Over-Represented GO Terms associated with the Four Promoter Types
Comparing the embryonic SCs with the controls, no biological themes are observed for the GO terms over-represented in the CpG-rich APs. In three out of the four embryonic SCs, the two GO terms, the ribonucleoside and the uridine metabolic processes, are over-represented (Table 13). Comparing the SCs with the control sets some biological themes are over-represented in the CpG-poor APs and surprisingly three of the GO terms (the positive regulation of B-cell proliferation, the non-apoptotic programmed cell death and the negative regulation of cyclin-dependent protein kinase activity) are common to all the adult neural SCs. Comparing the embryonic SCs with the controls, the GO terms including the mitotic sister chromatid segregation, the M-phase of mitotic cell cycle, the mitotic cell cycle and mitosis are over-represented in the CpG-rich SPs. Themes such as the electron transport and the immune response are over-represented in the CpG-poor SPs (Table 13). Associations of GO terms with promoter types were carried out previously . A fair extent of agreement exists between the types of GO terms established previously  and those identified here. For example, both investigations identify the GO term immune response with the CpG-poor SPs. The differences observed could be due to differences in methods, eg Baek et al (2007) masked genes occurring higher in the list for given promoter types and the predominant use of up-regulated genes in SCs (in this study) compared with their whole genome study.
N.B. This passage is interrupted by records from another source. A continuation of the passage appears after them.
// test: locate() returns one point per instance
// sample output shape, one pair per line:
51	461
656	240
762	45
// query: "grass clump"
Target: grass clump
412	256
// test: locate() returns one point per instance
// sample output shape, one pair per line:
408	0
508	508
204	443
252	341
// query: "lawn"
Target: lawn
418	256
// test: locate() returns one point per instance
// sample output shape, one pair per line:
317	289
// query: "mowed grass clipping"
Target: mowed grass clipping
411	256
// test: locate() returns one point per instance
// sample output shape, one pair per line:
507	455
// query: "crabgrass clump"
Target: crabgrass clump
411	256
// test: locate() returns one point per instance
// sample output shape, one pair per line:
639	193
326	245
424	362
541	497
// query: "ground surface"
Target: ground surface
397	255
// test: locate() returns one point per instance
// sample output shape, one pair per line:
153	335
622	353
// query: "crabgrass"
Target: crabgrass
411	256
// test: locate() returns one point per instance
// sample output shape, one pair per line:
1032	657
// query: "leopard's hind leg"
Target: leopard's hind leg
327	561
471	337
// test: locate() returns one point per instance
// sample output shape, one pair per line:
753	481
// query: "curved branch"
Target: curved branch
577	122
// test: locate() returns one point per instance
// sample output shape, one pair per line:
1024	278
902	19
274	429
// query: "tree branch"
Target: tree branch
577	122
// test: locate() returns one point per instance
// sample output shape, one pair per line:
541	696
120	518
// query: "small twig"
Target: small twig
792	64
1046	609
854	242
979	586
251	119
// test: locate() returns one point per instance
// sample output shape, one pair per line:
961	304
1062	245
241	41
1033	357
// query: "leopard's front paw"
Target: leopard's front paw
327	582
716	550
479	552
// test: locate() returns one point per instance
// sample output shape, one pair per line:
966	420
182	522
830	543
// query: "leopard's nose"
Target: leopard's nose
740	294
This present work provides new insights regarding the roles of non-coding regions of over-expressed genes in SCs; specifically, of genomic regions in and around gene promoters. We focused our analysis particularly on CpG-islands and on genes that have APs. This is the first large scale survey of CpG-richness and AP usage for up-regulated SC genes. We looked at five independent microarray investigations of mouse SCs. These comprise 25 data sets, over 25,000 genes and over 75,000 promoters. It presents a broad proof of concept that new observations can be obtained from the meta-analysis of published gene lists generated from microarray gene expression experiments. We show that mining of published gene lists obtained from the microarray gene expression can be used to probe underlying patterns of gene regulation. The study uses large volumes of experimental data, and analyses it in ways that have not been previously considered; that is, looking for information in non-coding regions of genes, where previously only the coding regions have been considered , . Thus providing new research directions in analyzing microarray gene expression data. However, these data are complex, and there are many challenges in re-analysing the results of these types of experiments at scale. Some of the challenges arise because of variations in how the original experiments were conceived and carried out: that is platform-to-platform , lab-to-lab ,  and, of course, species-to-species variability. Other challenges include the lack of standards (e.g. gene naming) for data formats, which make data handling problematic and time-consuming; and critically, important data is sometimes ambiguous or missing from database submissions and supplementary information. This means that authors sometimes need to be contacted to clarify certain issues with regards to the gene lists. In the present work, the impact of platform-to-platform variability was minimized, because much of the data included in the analysis was performed on the mgu74av2 chip (Tables 1, 2). We eliminated species-to-species effects by carrying out the entire analysis on mouse SCs. Problems with gene naming were resolved by using the probe identifiers and entrez gene identifiers as the starting point for the analyses, rather than the gene names.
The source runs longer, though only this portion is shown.